E’ l’inganno nel quale siamo caduti di secolo in secolo. Ma di età in età, gli europei hanno rifiutato l’insulto fatto all’uomo. E la gioventù anch’essa ha ereditato questo rifiuto.
Pensiamo noi ai giovani che dovranno continuare questa Europa di cui stiamo parlando, di cui firmiamo gli atti? Pensiamo noi a condividere con loro la storia che abbiamo condotto fin qui? Che cosa ne abbiamo fatto dell’eredità che avevamo ricevuto? Pensiamo che abbiano diritto all’esperienza pratica di cui avranno bisogno per guidare gli affari dell’Europa?
Noi dobbiamo essere sinceri con loro. E’ un loro diritto, ma soprattutto è il diritto dei più poveri. Essi hanno il diritto di poter contare su una gioventù che non li abbandoni in questa Europa dell’assistenza in cui li abbiamo relegati. Devono contare su una gioventù che riprenderà da noi la buona volontà, alla quale malgrado tutto, noi crediamo e che in modo imperfetto, discontinuo abbiamo realizzato per quanto concerne i diritti dell’uomo. Ma anche su una gioventù che corregga i nostri errori e superi i nostri limiti dei quali noi stessi siamo consci.

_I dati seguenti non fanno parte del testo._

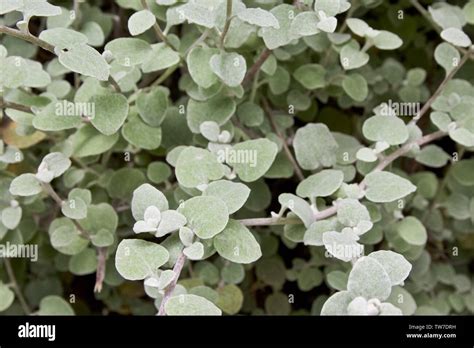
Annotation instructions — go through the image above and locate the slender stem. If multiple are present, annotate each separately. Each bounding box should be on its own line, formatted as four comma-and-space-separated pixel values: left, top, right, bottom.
108, 75, 122, 93
158, 253, 186, 315
238, 131, 446, 226
338, 1, 358, 34
41, 183, 91, 240
262, 99, 304, 181
0, 25, 121, 92
242, 48, 272, 87
410, 50, 472, 124
410, 0, 474, 59
94, 248, 107, 292
221, 0, 232, 48
3, 257, 31, 315
359, 131, 446, 188
184, 28, 211, 57
141, 0, 175, 50
0, 98, 32, 113
0, 25, 54, 53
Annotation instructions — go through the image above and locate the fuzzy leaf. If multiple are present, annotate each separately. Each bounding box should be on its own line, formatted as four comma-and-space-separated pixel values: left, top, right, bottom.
214, 220, 262, 264
347, 257, 392, 301
293, 123, 338, 170
178, 196, 229, 239
10, 174, 43, 196
203, 180, 250, 214
229, 139, 278, 182
115, 239, 169, 280
176, 146, 224, 187
128, 10, 156, 36
296, 169, 344, 198
165, 294, 222, 316
209, 52, 247, 87
91, 93, 128, 135
364, 172, 416, 203
368, 250, 412, 286
58, 44, 110, 81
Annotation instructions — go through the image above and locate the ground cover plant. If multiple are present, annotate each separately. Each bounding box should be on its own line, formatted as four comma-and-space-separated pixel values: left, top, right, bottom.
0, 0, 474, 315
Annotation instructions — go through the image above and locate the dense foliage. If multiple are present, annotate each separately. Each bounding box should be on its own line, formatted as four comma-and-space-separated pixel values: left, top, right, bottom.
0, 0, 474, 315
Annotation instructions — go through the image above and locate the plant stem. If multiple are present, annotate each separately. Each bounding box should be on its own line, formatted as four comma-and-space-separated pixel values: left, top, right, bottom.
41, 183, 91, 240
0, 25, 55, 54
0, 25, 121, 92
3, 257, 31, 315
238, 131, 446, 226
141, 0, 175, 50
221, 0, 232, 48
410, 50, 472, 124
94, 247, 107, 292
410, 0, 474, 59
262, 99, 304, 181
158, 253, 186, 315
0, 98, 32, 113
242, 48, 272, 87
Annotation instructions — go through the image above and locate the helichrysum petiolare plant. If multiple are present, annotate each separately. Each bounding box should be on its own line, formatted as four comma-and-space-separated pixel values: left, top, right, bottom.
0, 0, 474, 315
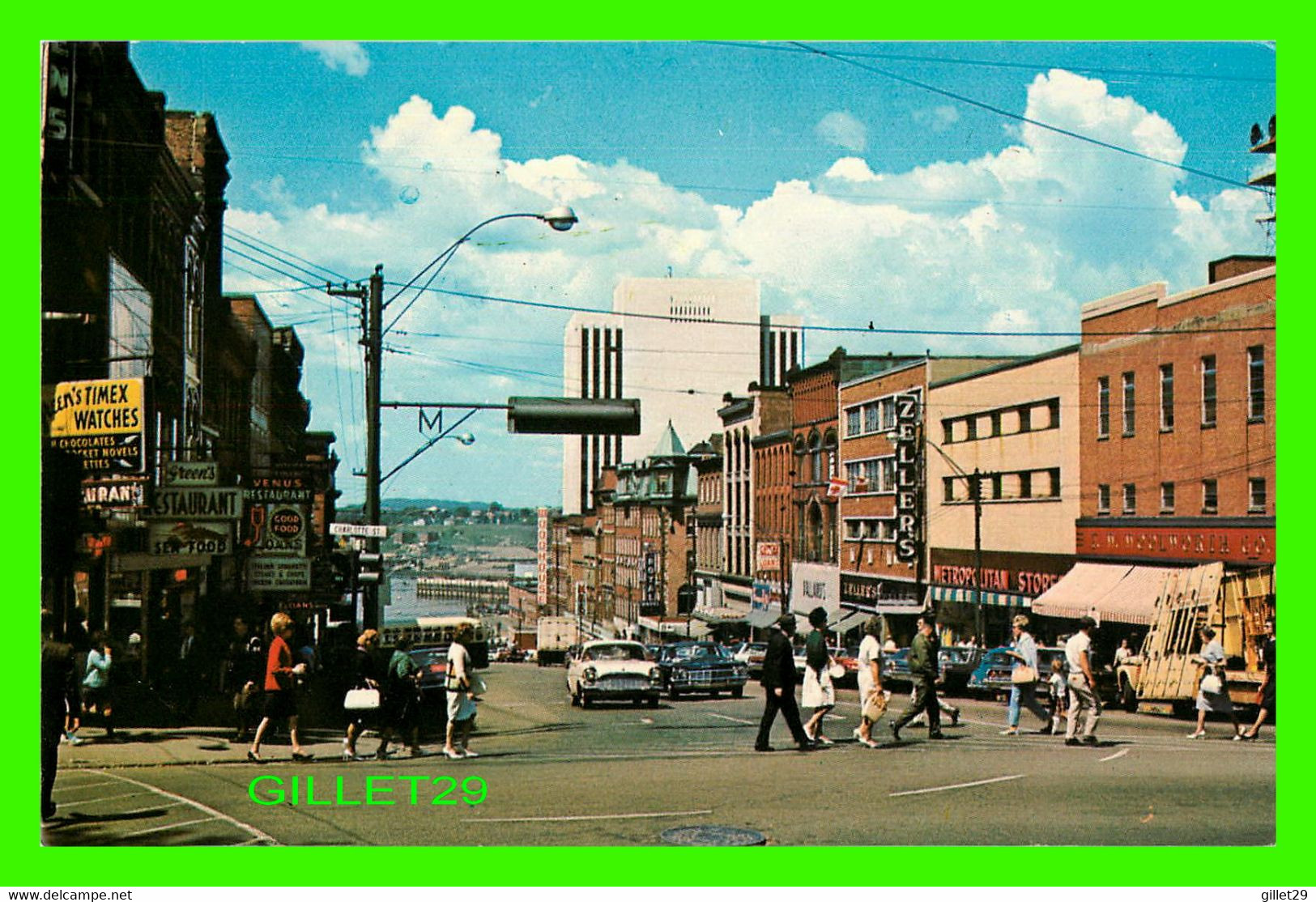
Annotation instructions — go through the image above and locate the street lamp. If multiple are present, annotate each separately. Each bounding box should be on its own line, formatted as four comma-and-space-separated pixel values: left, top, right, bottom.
344, 206, 579, 628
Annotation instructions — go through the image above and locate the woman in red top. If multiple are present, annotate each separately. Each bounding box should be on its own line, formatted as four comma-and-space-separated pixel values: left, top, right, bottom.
248, 611, 314, 761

Il Volontariato ATD Quarto Mondo è uno di quei luoghi dove l’informazione si diffonde, dove l’esperienza procede di giorno in giorno, dove si crea l’impegno per una Europa che metta i più poveri in primo piano. Questo Volontariato, nato negli stessi anni della Comunità Europea, è stato europeo sin dall’inizio. I cittadini che allora si impegnarono non hanno mai creduto che la grande povertà fosse un problema nazionale da regolare, caso per caso, da ciascun paese. Francesi, tedeschi, olandesi, belgi, britannici… di fronte all’offesa fatta ai loro compatrioti, si sono riuniti tra loro naturalmente perché la grande povertà era negazione dell’uomo, dei suoi diritti e responsabilità e, di conseguenza, la negazione di 2000 anni di storia europea. Accettando questa negazione, l’Europa non poteva essere credibile. Il volontariato ATD continua. Giovani d’allora vi hanno speso la loro vita di adulti, di difensori dei diritti dell’Uomo. Giovani di oggi continuano a seguirli, non tanto per conoscerne l’esperienza ma per l’esempio della loro vita, la loro lotta, la gioia di vivere, la loro fedeltà.
Costruire l’Europa è anche sostenere con ogni mezzo questo Volontariato, nato dalla storia europea. E’ la nostra garanzia che questa storia nella quale abbiamo operato, valga la pena di essere conosciuta e che, per far meglio in avvenire, le porte sono rimaste aperte.